Le mot phylactère vient du grec "phylakterion" ("ce qui sert à garder") et est le synonyme d'un accessoire issu du judaïsme rabbinique : le téfiline. Celui-ci est constitué de deux cubes contenant quatre parasha (passages de la bible hébraïque) attachés au bras gauche et au front pour la prière du matin des hommes majeurs. À partir du moyen âge, dans les représentations artistiques, le phylactère désigne les banderoles attachées aux personnages représentés pour les faire s'exprimer. C'est ce sens qui sera conservé officiellement pour désigner de nos jours les "bulles" de la bande dessinée.
Phylactery by Kimsokol
Mais, comme dans pratiquement toutes les sociétés, les mots ont une certaine valeur mystique (et particulièrement dans les croyances du Moyen-Âge), lorsqu'une personne représentée disposait d'une devise, un phylactère pouvait ne contenir que celle-ci pour donner à son propriétaire une symbolique plus forte.
Toutes ces différentes notions de protections et de représentations symboliques se sont progressivement mêlées pour donner naissance au phylactère magique de la fantasy.

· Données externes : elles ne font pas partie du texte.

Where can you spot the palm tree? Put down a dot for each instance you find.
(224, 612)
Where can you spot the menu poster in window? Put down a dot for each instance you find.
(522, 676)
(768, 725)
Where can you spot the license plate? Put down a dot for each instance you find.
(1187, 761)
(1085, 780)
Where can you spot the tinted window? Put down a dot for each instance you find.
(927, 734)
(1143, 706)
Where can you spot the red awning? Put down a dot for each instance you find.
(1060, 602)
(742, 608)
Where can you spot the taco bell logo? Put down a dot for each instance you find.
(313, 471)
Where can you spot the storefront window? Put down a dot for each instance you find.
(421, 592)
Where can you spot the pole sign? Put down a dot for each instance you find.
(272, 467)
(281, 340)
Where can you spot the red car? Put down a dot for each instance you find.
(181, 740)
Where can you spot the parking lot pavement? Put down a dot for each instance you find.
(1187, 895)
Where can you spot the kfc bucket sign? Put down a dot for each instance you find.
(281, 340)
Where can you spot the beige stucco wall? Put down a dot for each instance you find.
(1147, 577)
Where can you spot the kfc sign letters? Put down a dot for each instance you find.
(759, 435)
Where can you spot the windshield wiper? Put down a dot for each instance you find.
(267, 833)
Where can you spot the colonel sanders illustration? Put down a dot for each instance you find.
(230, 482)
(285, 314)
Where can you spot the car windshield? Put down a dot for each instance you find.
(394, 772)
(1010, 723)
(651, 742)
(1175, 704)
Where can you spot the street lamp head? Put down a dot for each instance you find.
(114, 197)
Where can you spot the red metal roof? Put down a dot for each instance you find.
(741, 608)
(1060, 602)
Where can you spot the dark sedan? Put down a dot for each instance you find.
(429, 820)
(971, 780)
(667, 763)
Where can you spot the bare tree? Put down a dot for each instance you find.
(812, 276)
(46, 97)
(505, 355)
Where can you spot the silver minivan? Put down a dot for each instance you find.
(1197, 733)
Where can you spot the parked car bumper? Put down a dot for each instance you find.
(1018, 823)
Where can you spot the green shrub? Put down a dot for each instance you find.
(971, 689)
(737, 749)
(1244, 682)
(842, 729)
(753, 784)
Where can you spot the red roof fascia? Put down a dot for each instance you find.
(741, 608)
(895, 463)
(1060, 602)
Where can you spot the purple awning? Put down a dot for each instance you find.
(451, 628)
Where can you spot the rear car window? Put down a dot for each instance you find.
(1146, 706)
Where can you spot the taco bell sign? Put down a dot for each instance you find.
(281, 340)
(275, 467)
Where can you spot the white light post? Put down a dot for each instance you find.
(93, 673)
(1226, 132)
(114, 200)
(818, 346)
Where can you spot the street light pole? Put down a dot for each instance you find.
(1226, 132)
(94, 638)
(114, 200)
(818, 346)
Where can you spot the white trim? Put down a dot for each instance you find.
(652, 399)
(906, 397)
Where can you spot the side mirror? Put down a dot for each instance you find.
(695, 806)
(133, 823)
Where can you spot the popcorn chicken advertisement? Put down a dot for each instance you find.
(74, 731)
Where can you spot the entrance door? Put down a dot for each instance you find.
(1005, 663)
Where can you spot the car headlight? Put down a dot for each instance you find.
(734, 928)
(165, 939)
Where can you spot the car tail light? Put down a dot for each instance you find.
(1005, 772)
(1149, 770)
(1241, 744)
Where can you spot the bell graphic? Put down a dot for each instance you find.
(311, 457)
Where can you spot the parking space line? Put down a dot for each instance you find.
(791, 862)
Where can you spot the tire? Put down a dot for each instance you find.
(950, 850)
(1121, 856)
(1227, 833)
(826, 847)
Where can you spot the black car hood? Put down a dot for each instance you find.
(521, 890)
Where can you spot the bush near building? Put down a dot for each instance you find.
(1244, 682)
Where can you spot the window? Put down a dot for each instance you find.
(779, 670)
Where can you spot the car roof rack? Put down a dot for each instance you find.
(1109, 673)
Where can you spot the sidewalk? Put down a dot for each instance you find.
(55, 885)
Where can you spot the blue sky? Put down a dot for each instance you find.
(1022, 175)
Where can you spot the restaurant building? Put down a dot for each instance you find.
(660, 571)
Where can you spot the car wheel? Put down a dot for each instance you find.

Amulette de protection, lorsqu'il est désigné par un nécromancien au moment de sa transformation en liche, il devient le réceptacle de l'âme ou du cœur du mage. Tant que le phylactère n'est pas détruit, plus rien ne pourra faire disparaître définitivement son corps physique.
Cette capacité magique remonte à l'Egypte antique dans l'un des plus anciens textes égyptiens écrit sous le XIIème siècle avant notre ère, sous la XIXème dynastie.
Le Conte des Deux Frères, narrait l'histoire d'un honnête homme qui deviendra immortel en plaçant son cœur au sommet d'un arbre. Il sera plus tard trahi par sa femme infidèle à qui il avait confié son secret par amour. Elle le tuera en faisant abattre l'arbre mais son grand frère le ramènera à la vie en retrouvant et plongeant son cœur dans l'eau, source de vie.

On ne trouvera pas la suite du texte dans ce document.